Opponents of the Thirty Meter Telescope used a seven-page cease-and-desist letter to put project organizers on notice that any attempt to build the roughly $3 billion observatory on Maunakea will face sustained resistance. The letter warns of serious programmatic, financial, legal and reputational risks, turning a long-running protest into a fresh warning at a moment when the project’s path forward is already unsettled.
The timing matters because the real power over Maunakea is shifting. The Maunakea Stewardship and Oversight Authority, created by Act 255 in 2022, is set to take over summit management from the University of Hawaii. The transfer was first discussed as June 2028 and later pushed to December 2029, placing the authority at the center of any future decision on telescope development, decommissioning or reuse of sites on the mountain. For now, that means the next major gatekeeper is not the university, but the new board that will inherit responsibility for the summit.

The legal backdrop is already heavy. In 2017, Suzanne Case, then chair of the Board of Land and Natural Resources, granted the University of Hawaii at Hilo a conservation district use permit for TMT. Opponents later challenged whether the project met permit conditions and deadlines. In June 2024, the Hawaii Supreme Court ruled the state broke the law when it took control of the Maunakea Access Road and turned it into a state highway before the 2019 protests. A separate 2024 ruling said the designation took almost all property rights from the Department of Hawaiian Home Lands.
TMT’s financial position has also weakened. The National Science Foundation withdrew support in its fiscal year 2026 budget plan, adding uncertainty to the project even as project manager Fengchuan Liu told the board the telescope could still work if it moved to the former Caltech Submillimeter Observatory site, which was fully dismantled in 2024. That alternative would keep construction off the summit while still testing whether a compromise location can survive political and regulatory scrutiny.

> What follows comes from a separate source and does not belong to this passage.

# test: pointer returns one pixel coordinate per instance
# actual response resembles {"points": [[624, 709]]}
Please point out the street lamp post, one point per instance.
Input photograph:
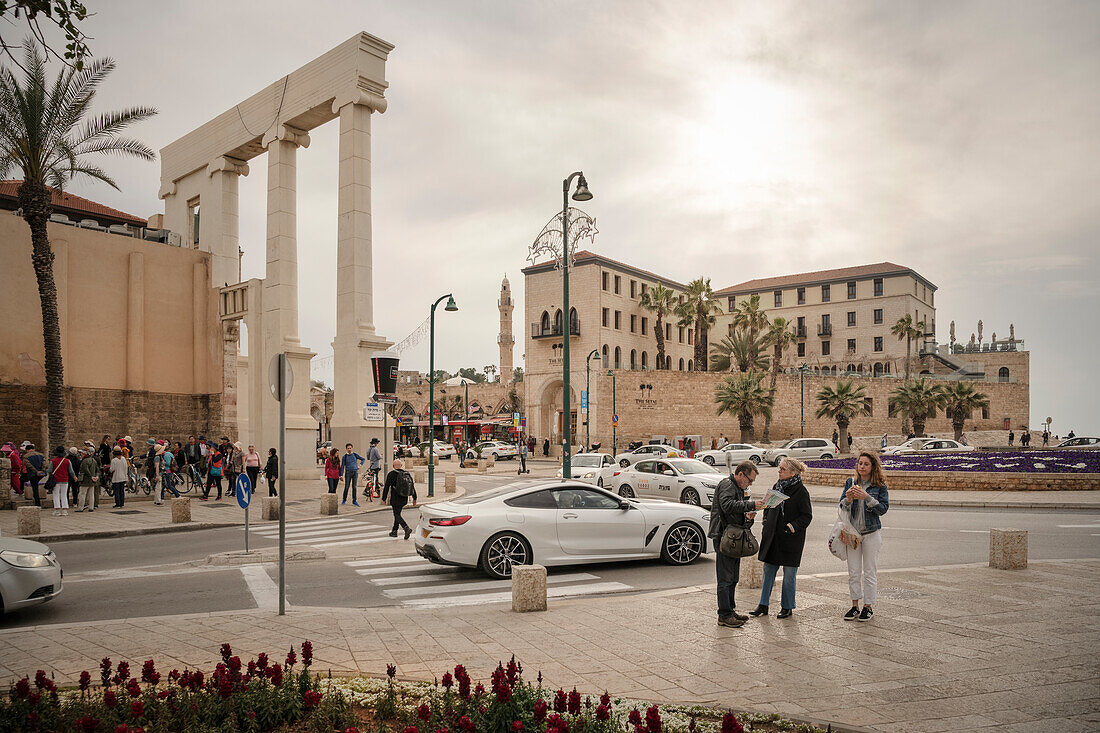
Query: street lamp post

Opponents have made clear they see no compromise on the mountain itself. Their movement has been active since at least 2014, and in April 2015, 31 people were arrested after blocking the Maunakea Access Road to keep construction crews away from the summit. By Tuesday, a Change.org petition tied to the dispute had reached 500,527 signatures, showing how far the issue still reaches beyond the Big Island. The cease-and-desist letter does not end the fight, but it sharpens the question now facing Maunakea governance: who can move the project forward, and who has the power to stop it.